The following came as a real letter, if also as an E-mail attachment, from Kathy Warye, another CEO. She runs the Association for Professionals in Infection Control and Epidemiology, whose obvious interest in this subject makes her note very welcome.

"Mr. Comarow makes a critical point that even the single most effective intervention (in this instance, hand hygiene) alone can't solve the problem of healthcare-associated infections. Certainly, even the best hand hygiene compliance only gets us so far.

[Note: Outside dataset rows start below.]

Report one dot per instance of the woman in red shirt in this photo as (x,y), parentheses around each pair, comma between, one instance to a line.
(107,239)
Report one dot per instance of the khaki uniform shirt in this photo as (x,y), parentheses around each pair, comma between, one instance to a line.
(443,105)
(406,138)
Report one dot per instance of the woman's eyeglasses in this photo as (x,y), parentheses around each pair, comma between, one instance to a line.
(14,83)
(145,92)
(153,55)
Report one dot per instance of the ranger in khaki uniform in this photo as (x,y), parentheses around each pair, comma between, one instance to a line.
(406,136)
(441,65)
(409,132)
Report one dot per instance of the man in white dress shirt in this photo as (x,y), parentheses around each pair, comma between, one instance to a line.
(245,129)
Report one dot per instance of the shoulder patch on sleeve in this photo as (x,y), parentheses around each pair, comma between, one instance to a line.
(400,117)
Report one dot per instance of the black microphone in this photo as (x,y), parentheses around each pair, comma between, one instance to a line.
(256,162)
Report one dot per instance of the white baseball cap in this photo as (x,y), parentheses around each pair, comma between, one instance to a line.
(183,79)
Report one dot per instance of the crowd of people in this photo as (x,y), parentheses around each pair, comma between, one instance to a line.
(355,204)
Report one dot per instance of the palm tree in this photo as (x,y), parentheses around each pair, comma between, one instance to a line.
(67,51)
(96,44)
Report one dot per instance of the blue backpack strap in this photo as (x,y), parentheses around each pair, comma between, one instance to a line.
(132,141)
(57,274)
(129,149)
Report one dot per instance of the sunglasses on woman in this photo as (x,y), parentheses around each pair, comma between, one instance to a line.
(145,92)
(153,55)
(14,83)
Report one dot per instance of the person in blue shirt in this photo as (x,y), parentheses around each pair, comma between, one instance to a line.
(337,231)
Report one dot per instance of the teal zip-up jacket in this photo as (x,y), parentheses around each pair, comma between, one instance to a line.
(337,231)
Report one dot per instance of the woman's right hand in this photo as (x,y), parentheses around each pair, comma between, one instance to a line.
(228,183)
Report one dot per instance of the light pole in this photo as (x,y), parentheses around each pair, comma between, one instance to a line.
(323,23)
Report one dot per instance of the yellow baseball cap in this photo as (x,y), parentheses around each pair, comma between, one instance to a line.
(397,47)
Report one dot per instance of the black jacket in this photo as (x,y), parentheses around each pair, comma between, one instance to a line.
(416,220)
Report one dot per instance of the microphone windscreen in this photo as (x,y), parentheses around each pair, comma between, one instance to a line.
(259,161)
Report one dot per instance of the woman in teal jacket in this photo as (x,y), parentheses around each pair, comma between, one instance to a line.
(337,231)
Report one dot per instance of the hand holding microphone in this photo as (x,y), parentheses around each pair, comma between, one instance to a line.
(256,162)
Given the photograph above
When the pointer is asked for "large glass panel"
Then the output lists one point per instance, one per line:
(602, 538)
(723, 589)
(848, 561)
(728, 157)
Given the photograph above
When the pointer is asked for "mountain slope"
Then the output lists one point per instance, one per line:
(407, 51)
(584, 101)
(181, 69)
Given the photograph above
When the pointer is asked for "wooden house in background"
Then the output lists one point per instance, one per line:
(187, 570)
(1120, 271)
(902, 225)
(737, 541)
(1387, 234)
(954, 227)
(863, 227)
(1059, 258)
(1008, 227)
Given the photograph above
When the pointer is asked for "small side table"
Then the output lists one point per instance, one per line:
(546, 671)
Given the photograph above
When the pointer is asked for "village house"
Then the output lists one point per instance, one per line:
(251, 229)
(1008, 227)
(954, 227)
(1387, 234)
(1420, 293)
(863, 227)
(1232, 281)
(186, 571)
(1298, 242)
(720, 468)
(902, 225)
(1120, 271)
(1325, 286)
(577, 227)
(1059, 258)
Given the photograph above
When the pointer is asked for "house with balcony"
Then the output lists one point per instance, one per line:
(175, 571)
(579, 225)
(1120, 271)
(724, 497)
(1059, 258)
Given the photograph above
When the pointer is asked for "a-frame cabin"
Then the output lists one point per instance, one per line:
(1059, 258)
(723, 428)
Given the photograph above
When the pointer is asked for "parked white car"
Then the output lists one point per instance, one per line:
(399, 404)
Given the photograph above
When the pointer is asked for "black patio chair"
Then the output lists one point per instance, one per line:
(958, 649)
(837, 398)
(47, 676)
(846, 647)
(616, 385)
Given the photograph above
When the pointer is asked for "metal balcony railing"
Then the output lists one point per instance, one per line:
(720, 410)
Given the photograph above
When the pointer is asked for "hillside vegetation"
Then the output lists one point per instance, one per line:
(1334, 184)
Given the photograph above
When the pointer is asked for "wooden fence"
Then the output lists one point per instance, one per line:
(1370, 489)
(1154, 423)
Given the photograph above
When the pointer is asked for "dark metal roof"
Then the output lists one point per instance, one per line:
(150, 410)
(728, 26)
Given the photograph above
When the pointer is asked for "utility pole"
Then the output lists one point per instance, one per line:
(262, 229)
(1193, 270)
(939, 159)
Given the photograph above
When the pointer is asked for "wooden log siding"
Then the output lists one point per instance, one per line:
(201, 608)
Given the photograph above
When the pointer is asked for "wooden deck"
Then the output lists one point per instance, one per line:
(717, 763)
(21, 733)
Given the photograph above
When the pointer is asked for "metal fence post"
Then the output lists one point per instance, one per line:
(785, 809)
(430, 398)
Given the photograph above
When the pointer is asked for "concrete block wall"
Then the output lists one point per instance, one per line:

Lessons learned from our 12,000 members who manage infection prevention programs in healthcare facilities around the world tell us that to reduce the risk of infection and protect people coming into hospitals means adopting a full range of strategies. The first step, from a facility-wide perspective, is conducting a proper risk assessment. Good infection prevention and control professionals don't just know their patients—they know their hospital, they know which areas are at high risk and where there may be hidden reservoirs of bacteria, be it the ER or the OR.

System-wide adoption of proper hand hygiene, contact precautions including use of gloves and gowns, and the "checklist" for device-related care that is receiving so much attention of late are among the tools known to be effective in preventing healthcare-associated infections."

Amen! The single largest source of untreated water in any hospital is its HVAC system. For Critical Care Units aerving the most immune compromised patients, we must eliminate the HVAC as a reservior for pathogens. While VIGILAIR is not a panacea, neither is washing hands. Our technology needs to complement other technologies and institutional efforts for infection control.